SAKT regulation of Rictor levels was evaluated and found to occur at the level of transcription (FIG. 6). It was therefore evaluated whether it too was mediated by FoxO3, but it was found that the downregulation of Rictor mRNA by SAKT was not affected by deletion of FoxO1/3/4 (FIG. 7).

In mouse models, constitutive activation of AKT, either by enforced expression or genetic ablation of Pten, reduces the self-renewal properties of hematopoietic stem and progenitor cells (HSPCs) leading to their depletion (13-15). Furthermore, conditional compound deletion of FoxO1, FoxO3 and FoxO4 causes HSPC exhaustion and reduces hematopoietic lineage reconstitution in vivo (16, 17). These studies prompted the evaluation the biological consequences of altering SAKT expression in the murine hematopoietic system. To this end, BM cells from C57BL/65-fluorouracil (5-FU)-injected donors were transduced with cells overexpressing or shRNA-depleted for SAKT, and then performed bone marrow transplantation (BMT) assays (FIG. 4A). Peripheral blood analyses revealed reduced hematopoietic reconstitution of SAKT expressing donor cells (GFP+) in recipient mice compared to control donor cells (FIG. 4B). Analysis of the donor-derived BM compartment of recipients at 20 weeks after transplantation revealed that the frequency of total mononuclear BM cells (MNBCs) (FIG. 4C), LinSca1+c-Kit+ (LS+K+) cells (FIG. 4E), LS+K+CD150+CD48(data not shown) and mature Mac1+ myeloid cells (FIG. 4D) were reduced upon enforcing SAKT expression. In vitro methylcellulose assays showed that enforced SAKT expression significantly reduced colony formation compared to control cells (FIG. 4F). Additionally, BM cells expressing SAKT had markedly reduced proliferation compared to control-infected cells (FIG. 4G). Furthermore, shRNA-mediated depletion of SAKT significantly increased hematopoietic reconstitution and cellular growth (FIGS. 4C and 4D and 4G). These data demonstrate the ability of SAKT modulation to alter the function of hematopoietic stem and progenitor cells in vitro and in vivo.

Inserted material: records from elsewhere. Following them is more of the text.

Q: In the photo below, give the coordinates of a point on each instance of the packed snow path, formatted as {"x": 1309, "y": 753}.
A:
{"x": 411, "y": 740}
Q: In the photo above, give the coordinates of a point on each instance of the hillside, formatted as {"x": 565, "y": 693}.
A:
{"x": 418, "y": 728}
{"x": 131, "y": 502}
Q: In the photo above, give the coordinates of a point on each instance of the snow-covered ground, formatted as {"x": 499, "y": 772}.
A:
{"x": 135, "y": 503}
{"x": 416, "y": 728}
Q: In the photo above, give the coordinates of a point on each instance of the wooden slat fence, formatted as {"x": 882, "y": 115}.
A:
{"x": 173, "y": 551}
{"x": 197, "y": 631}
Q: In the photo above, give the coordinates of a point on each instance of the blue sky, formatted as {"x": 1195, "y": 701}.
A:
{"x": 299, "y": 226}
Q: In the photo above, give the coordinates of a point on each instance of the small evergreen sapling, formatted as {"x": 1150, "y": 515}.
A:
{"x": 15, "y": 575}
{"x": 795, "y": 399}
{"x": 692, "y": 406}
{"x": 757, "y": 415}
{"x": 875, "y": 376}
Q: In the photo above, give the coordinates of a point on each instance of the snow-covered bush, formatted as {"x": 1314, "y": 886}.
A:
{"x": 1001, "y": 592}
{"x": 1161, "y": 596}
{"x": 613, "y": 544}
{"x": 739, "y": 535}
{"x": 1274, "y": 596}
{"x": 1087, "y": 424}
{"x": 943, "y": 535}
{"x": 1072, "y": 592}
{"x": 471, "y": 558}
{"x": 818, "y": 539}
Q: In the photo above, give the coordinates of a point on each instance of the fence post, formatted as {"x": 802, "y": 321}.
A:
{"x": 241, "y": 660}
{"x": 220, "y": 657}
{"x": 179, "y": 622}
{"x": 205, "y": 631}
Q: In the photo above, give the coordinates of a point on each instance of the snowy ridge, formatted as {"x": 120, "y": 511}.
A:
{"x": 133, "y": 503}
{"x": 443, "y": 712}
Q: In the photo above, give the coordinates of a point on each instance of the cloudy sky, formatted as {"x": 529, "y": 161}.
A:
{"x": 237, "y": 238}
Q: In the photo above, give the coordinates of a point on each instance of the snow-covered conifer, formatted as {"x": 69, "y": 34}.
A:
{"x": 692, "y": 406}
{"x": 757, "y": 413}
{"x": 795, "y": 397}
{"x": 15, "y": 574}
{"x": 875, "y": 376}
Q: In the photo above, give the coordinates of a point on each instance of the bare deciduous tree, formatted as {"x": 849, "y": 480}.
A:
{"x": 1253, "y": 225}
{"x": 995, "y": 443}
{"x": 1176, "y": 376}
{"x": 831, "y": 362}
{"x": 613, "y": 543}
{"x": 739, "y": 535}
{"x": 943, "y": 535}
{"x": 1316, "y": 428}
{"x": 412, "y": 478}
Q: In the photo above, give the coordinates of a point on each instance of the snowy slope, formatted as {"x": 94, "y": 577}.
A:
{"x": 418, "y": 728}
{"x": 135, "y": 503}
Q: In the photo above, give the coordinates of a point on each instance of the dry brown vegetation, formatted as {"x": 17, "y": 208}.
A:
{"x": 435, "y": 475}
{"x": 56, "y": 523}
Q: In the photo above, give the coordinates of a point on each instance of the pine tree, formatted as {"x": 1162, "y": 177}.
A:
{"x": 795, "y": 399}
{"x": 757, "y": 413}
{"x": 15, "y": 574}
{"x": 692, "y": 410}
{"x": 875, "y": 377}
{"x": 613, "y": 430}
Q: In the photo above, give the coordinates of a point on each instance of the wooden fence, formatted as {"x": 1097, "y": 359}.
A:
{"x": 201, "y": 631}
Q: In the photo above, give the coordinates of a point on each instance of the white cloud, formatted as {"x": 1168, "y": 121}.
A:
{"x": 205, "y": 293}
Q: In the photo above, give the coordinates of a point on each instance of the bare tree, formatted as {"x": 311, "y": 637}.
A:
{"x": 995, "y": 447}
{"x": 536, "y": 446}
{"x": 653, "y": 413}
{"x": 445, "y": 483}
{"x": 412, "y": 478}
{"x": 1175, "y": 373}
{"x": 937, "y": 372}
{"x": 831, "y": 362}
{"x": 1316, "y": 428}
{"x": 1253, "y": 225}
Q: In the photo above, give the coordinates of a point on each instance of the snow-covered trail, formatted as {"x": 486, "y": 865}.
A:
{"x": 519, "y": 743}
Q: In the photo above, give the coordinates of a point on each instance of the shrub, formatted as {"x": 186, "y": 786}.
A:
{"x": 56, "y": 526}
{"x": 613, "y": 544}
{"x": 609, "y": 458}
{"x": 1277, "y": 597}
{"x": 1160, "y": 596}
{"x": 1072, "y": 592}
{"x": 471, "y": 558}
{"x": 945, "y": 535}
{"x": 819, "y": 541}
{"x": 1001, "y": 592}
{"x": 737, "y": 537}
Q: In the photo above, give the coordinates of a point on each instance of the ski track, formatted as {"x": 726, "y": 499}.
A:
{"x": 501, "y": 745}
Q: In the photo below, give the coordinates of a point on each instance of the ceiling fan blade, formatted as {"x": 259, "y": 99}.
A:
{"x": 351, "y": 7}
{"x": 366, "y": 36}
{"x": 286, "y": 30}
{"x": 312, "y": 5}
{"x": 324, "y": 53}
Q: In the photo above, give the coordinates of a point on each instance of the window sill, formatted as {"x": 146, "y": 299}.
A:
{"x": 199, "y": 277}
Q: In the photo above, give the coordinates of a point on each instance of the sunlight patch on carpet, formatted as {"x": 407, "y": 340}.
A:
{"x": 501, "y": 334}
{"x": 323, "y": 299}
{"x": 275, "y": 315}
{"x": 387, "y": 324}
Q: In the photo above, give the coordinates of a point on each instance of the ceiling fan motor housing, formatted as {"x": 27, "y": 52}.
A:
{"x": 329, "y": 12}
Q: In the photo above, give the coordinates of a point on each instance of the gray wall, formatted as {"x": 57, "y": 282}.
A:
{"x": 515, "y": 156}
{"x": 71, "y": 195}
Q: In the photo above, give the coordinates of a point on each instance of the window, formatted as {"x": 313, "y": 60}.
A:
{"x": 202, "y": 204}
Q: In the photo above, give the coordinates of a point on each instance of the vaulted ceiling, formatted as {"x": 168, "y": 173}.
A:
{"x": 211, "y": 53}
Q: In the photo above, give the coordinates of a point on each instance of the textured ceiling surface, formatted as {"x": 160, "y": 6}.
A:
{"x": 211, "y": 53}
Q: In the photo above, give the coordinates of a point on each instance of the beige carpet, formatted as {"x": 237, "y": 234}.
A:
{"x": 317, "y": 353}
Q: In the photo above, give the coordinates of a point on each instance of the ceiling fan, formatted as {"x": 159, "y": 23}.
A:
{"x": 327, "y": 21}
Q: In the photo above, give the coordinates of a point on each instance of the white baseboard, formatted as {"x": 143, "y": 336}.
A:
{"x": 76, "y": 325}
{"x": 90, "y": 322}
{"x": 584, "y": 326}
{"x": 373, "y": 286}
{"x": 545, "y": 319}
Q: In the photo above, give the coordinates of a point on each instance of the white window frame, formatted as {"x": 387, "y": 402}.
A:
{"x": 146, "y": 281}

Of note, the hematopoietic modifications seen with SAKT manipulation are different than those observed with Rictor deletion. Previous work has shown that Rictor deletion does not affect HSPC in vivo (18). In addition, the knock-down phenotype presented here is distinct from the Pten−/− phenotype (13-15). Therefore, SAKT is likely to have additional targets beyond that of Rictor and AKT which participate in the distinctive hematopoietic changes observed herein and perhaps in the alteration in phospho-S6Ser235/236 not seen with Rictor depletion in MEF cell lines studied by others (11). Testing for candidate additional pathways altered by SAKT indicated that STAT3 phosphorylation is also diminished by SAKT (FIG. 1A and FIG. 8) and STAT3 is a known modulator of hematopoietic stem and progenitor cells. Others have shown that dominant negative STAT3 expression leads to diminished hematopoietic reconstituting capacity (19, 20), an effect observed with SAKT herein. No evidence of SAKT interaction with gp130 was found (FIG. 8), a common, but not exclusive receptor mediating STAT3 phosphorylation. SAKT therefore can downmodulate signaling of pathways in addition to AKT.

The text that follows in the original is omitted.